For AsyncOpenAI, the same instrument_client works — it inspects client.chat.completions.create at entry and installs an awaitable patched method when the underlying one is async def. instrument_tools mirrors per-tool: async def tools come back awaitable, sync tools stay sync. The with block is still a regular with:

import asyncio
from openai import AsyncOpenAI
from agentprdiff.adapters.openai import instrument_client, instrument_tools

async def my_agent_async(query: str):
    client = AsyncOpenAI()
    with instrument_client(client) as trace:
        tools = instrument_tools(TOOL_MAP, trace)
        response = await client.chat.completions.create(...)
        # ... await tools[name](**args) for async tools, tools[name](**args) for sync ...
        return final_text, trace

def my_agent(query: str):
    return asyncio.run(my_agent_async(query))

The patch is scoped to the specific client instance and reversed when the with block exits — no global SDK state is touched. Anthropic adopters use agentprdiff.adapters.anthropic with the same shape (sync clients today; async Anthropic is on the roadmap).

See docs/adapters.md for the full reference, including pricing overrides, custom provider tags, and recipes for nested agents.

Option B — Manual instrumentation

If you're not on either SDK, or you want full control, build the Trace yourself — agentprdiff doesn't require any monkey-patching:

from agentprdiff import Trace, LLMCall, ToolCall

def my_agent(query: str) -> tuple[str, Trace]:
    trace = Trace(suite_name="", case_name="", input=query)

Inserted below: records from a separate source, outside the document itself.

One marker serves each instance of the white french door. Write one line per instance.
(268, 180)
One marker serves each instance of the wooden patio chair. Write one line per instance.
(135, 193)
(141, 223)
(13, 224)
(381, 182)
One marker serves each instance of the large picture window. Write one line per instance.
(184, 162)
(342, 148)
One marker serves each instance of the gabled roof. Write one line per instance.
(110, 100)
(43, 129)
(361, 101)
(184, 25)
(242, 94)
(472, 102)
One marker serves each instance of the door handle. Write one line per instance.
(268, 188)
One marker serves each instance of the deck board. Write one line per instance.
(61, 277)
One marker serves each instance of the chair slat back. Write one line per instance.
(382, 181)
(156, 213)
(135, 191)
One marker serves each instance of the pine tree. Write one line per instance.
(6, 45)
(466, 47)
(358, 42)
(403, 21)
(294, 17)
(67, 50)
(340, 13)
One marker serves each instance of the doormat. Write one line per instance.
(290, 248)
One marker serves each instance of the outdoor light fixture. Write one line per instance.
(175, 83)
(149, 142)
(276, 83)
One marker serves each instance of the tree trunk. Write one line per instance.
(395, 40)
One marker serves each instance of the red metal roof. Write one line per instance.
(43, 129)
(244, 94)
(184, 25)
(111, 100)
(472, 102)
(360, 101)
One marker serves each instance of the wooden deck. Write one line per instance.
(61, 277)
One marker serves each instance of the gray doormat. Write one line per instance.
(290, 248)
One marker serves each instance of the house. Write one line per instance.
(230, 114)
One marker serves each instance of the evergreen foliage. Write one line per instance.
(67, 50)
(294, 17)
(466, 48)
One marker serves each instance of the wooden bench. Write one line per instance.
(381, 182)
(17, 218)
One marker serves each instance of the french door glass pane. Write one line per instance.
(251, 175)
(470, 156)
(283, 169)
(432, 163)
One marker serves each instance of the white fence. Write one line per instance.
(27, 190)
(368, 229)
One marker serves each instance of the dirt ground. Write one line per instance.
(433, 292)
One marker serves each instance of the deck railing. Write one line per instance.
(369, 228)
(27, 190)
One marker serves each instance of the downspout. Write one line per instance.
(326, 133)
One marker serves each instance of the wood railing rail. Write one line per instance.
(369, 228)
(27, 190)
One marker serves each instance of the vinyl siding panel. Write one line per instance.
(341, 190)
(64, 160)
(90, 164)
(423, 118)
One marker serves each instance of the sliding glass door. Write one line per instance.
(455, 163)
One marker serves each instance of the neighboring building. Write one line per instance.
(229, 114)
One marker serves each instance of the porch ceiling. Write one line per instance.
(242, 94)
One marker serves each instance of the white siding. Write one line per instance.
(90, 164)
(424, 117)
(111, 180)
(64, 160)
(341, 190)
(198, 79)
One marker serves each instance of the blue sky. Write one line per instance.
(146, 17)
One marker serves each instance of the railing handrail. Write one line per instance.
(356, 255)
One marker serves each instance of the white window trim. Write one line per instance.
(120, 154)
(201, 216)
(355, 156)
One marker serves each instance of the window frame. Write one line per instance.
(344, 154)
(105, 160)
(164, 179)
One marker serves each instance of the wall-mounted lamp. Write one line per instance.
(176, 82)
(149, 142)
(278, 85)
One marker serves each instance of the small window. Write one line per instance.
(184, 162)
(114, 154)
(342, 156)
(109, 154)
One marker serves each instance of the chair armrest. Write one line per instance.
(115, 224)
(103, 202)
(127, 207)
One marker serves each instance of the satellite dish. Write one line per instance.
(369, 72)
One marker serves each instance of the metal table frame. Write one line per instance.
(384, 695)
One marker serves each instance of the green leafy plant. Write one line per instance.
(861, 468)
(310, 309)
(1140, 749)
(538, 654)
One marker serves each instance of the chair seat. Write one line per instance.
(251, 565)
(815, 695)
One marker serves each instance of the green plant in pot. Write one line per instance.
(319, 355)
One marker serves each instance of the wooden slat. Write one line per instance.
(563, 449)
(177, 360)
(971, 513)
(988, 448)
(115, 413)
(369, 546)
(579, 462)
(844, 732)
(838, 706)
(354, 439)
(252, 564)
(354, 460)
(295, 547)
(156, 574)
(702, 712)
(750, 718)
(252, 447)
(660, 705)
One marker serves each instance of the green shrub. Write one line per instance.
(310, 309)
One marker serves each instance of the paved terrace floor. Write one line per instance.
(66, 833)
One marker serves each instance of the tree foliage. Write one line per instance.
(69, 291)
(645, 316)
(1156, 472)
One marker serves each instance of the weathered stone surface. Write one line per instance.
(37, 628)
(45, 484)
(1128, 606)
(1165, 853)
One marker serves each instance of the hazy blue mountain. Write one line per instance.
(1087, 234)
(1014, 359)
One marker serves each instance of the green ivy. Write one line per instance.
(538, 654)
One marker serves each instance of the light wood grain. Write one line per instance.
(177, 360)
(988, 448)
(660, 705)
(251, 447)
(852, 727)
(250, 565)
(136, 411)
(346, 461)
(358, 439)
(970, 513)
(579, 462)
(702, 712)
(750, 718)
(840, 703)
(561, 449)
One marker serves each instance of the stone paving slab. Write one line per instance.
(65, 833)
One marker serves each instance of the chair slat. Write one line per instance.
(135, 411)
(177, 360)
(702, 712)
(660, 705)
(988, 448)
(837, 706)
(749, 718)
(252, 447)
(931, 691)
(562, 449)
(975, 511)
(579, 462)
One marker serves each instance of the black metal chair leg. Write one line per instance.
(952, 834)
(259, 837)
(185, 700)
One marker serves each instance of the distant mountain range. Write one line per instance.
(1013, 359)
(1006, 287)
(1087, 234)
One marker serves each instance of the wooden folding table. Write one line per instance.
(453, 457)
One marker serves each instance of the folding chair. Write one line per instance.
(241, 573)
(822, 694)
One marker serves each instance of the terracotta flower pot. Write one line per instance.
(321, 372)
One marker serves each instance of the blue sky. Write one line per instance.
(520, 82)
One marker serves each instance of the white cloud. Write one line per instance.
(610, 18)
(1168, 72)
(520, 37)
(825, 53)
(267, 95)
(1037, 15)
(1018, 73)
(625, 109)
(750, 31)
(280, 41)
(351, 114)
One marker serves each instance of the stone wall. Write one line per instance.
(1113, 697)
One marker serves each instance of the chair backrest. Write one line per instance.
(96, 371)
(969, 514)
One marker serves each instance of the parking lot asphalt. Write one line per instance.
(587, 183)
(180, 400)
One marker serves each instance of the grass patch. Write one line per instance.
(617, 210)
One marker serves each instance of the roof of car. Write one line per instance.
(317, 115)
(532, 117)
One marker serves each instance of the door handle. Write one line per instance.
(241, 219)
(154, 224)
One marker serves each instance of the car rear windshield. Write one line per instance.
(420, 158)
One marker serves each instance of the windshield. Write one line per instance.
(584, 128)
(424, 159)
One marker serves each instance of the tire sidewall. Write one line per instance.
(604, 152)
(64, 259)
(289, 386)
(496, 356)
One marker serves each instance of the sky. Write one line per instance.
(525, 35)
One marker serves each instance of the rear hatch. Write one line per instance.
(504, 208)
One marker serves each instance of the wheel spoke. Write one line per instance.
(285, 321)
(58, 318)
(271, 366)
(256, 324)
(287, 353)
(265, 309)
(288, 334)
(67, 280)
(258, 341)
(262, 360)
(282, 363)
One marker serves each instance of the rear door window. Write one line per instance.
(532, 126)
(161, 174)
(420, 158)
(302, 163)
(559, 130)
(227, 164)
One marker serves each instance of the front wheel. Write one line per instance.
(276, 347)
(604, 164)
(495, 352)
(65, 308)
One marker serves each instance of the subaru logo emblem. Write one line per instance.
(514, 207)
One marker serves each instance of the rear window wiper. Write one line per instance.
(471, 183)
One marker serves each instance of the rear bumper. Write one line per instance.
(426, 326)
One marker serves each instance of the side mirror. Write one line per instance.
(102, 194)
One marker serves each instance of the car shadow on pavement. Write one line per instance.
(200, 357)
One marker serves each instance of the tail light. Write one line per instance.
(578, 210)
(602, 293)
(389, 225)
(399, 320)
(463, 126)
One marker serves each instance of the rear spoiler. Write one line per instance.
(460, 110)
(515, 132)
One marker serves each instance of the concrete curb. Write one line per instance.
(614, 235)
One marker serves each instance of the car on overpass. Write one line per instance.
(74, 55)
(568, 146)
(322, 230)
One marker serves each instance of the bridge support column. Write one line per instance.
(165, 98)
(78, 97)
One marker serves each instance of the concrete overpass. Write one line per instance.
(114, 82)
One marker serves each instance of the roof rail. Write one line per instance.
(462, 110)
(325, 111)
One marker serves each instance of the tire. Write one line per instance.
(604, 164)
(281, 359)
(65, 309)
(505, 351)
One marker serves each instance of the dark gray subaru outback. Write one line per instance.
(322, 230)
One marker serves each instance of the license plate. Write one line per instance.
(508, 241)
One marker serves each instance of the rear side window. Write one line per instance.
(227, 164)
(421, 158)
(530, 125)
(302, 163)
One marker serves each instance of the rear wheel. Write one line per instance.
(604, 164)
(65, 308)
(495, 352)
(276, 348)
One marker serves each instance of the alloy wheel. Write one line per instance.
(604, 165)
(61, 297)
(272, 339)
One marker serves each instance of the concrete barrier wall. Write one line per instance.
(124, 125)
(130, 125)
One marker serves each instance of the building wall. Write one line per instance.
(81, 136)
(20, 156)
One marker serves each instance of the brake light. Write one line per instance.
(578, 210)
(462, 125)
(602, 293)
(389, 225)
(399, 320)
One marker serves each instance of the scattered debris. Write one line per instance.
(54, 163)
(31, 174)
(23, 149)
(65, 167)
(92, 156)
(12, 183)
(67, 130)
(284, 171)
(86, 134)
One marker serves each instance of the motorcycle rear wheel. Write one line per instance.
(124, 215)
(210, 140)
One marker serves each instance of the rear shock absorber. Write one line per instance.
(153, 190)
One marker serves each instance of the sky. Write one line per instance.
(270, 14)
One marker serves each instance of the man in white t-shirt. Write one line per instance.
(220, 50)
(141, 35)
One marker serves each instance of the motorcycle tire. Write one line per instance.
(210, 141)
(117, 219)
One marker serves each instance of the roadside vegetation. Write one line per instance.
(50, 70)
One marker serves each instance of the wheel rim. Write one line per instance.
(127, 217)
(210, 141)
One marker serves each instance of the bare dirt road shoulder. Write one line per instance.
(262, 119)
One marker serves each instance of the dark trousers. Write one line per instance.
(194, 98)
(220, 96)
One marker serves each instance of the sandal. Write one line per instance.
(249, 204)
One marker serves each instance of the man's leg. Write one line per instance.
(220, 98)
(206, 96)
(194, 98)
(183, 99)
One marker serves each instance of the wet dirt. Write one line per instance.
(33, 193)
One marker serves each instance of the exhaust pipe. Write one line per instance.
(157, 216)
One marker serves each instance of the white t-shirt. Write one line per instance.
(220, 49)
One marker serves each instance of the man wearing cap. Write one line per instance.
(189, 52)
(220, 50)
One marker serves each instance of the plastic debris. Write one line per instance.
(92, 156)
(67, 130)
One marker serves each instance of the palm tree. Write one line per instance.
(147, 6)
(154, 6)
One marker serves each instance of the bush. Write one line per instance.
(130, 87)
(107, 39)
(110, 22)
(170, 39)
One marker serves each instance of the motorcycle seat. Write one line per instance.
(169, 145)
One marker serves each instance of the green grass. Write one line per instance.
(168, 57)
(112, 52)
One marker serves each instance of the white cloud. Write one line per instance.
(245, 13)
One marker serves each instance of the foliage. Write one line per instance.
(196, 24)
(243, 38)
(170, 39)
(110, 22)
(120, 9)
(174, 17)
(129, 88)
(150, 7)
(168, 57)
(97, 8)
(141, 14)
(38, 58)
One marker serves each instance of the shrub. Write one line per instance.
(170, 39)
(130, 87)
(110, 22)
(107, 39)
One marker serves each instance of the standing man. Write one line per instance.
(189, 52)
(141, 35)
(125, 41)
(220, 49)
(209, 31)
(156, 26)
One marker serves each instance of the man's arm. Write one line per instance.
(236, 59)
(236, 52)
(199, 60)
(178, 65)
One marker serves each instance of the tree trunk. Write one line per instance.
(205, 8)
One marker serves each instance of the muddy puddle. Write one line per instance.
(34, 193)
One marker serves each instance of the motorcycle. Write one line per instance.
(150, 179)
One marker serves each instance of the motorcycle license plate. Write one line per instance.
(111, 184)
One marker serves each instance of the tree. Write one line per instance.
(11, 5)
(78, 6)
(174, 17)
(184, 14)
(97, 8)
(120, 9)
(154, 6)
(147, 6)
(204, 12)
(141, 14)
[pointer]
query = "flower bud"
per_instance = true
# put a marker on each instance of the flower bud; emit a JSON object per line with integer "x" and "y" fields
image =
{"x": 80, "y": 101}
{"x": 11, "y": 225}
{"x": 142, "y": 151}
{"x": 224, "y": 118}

    # ... call your model, record what happened ...
    trace.record_llm_call(LLMCall(
        provider="anthropic",
        model="claude-sonnet-4-6",
        prompt_tokens=120, completion_tokens=80,
        cost_usd=0.0012, latency_ms=340,
    ))

    # ... call a tool, record what happened ...
    trace.record_tool_call(ToolCall(name="lookup_order", arguments={"id": "1234"}))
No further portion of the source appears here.